Il y a pire que Michel Onfray : ses lecteurs, son public, l'immonde élément dit "populaire" de son Université du même métal, les sinistres fans de ce charlatan, les ravis de sa secte, ces têtes-à-claques, ces incurables ahuris béats, ces derniers des cons magnétisés par ce premier de la classe, tous ces peine-à-jouir, ces puceaux et ces hystériques, éjaculateurs précoces et bonnes femmes frigides, hypnotisés par l'onanisme verbal d'un impuissant à tête de bizut, ces rayonnantes sales gueules, ces yeux crevés exorbités par l'espérance, ces affamés de culture prémâchée par un dentier et régurgitée à la becquée, ces effrayantes caricatures de la crédulité, cette classe morte, ces oreilles mortes, ces bites mortes, ces culs morts, ces cervelles mortes, ces dizaines de milliers de cadavres  persuadés de leur résurrection miraculeuse par la pédagogie d'un imposteur, brèfle…

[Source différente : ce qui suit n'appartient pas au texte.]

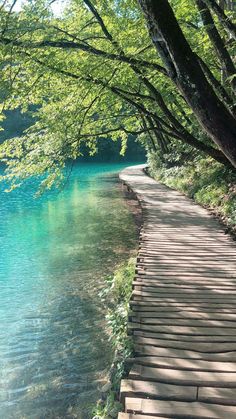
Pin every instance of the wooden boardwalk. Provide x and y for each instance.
(183, 310)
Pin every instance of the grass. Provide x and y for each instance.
(118, 289)
(206, 181)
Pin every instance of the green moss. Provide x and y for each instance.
(118, 290)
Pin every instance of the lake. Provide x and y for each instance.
(55, 251)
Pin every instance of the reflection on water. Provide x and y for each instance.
(54, 349)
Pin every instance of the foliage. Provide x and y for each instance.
(118, 290)
(203, 180)
(92, 73)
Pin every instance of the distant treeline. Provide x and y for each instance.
(108, 150)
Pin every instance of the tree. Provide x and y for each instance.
(186, 73)
(94, 73)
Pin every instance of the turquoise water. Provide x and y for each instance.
(55, 250)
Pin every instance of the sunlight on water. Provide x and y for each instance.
(55, 250)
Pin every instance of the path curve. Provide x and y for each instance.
(183, 310)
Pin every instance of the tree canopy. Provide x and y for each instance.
(96, 71)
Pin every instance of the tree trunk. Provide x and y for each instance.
(221, 51)
(188, 76)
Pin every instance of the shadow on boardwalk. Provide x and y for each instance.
(183, 310)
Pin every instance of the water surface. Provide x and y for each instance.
(55, 251)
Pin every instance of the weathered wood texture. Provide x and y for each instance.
(182, 311)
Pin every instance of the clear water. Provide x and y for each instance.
(55, 250)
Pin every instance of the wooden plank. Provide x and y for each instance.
(184, 330)
(176, 344)
(183, 410)
(183, 305)
(194, 315)
(185, 338)
(130, 416)
(183, 364)
(191, 322)
(140, 306)
(187, 285)
(183, 377)
(149, 389)
(149, 350)
(217, 395)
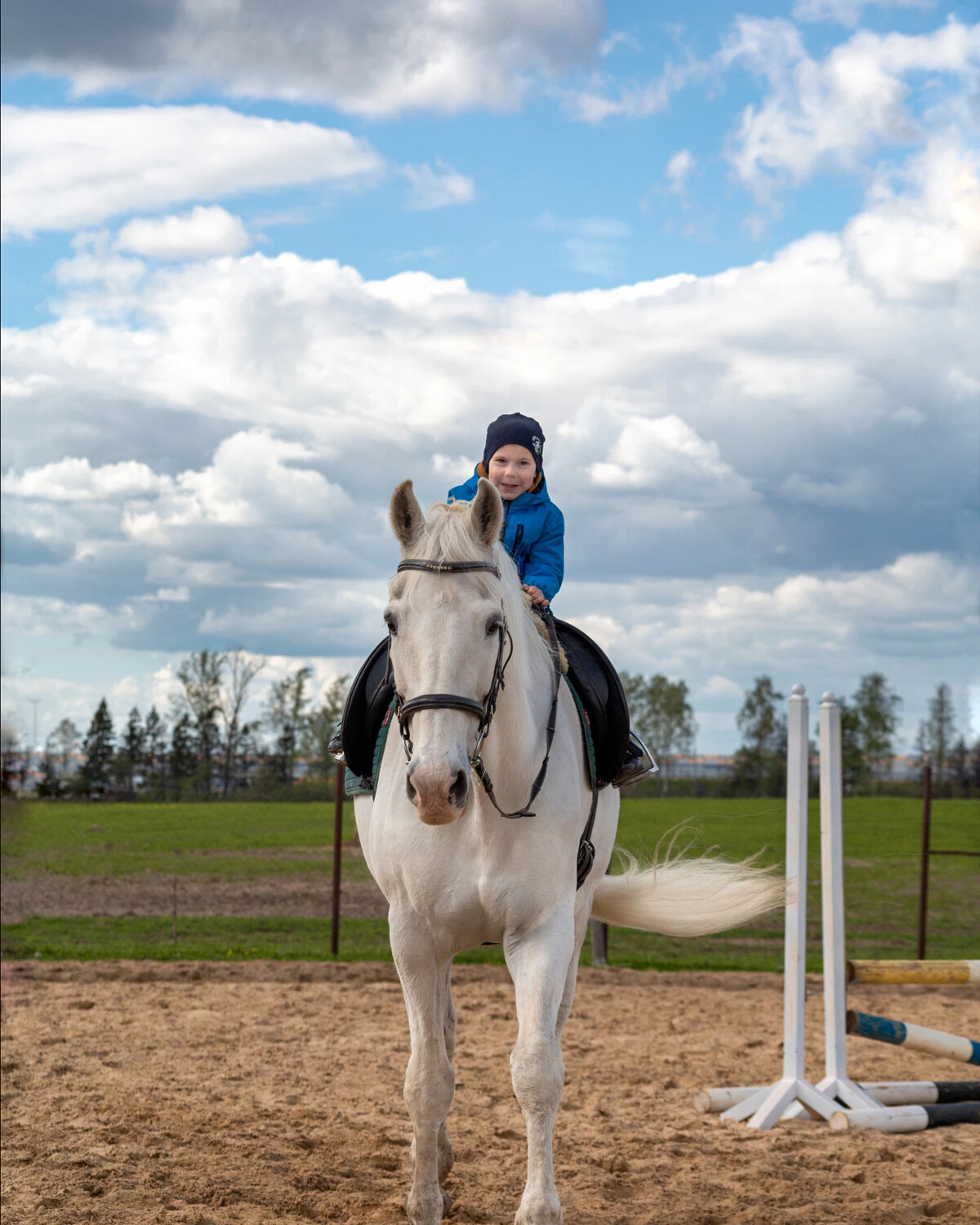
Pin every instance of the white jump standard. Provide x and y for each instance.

Comme vous en êtes, chère madame,  et que je devine dans votre message outré une espèce d'appel au secours, c'est bien volontiers que je vous suggère la radicale solution à votre cas désespéré et vous recommande l'usage de ce seul tuyau efficace : le canon d'un revolver, à regarder bien en face pour voir sortir le petit oiseau. La tête est le seul point faible du zombie.

Je vous remercie de votre message menaçant  qui ne m'a nullement indigné, mais au contraire fait un bien fou, et donné l'occasion de vous pondre cette chouette réponse, dictée non par la vengeance mais par mon goût cruel pour la vacherie gratuite.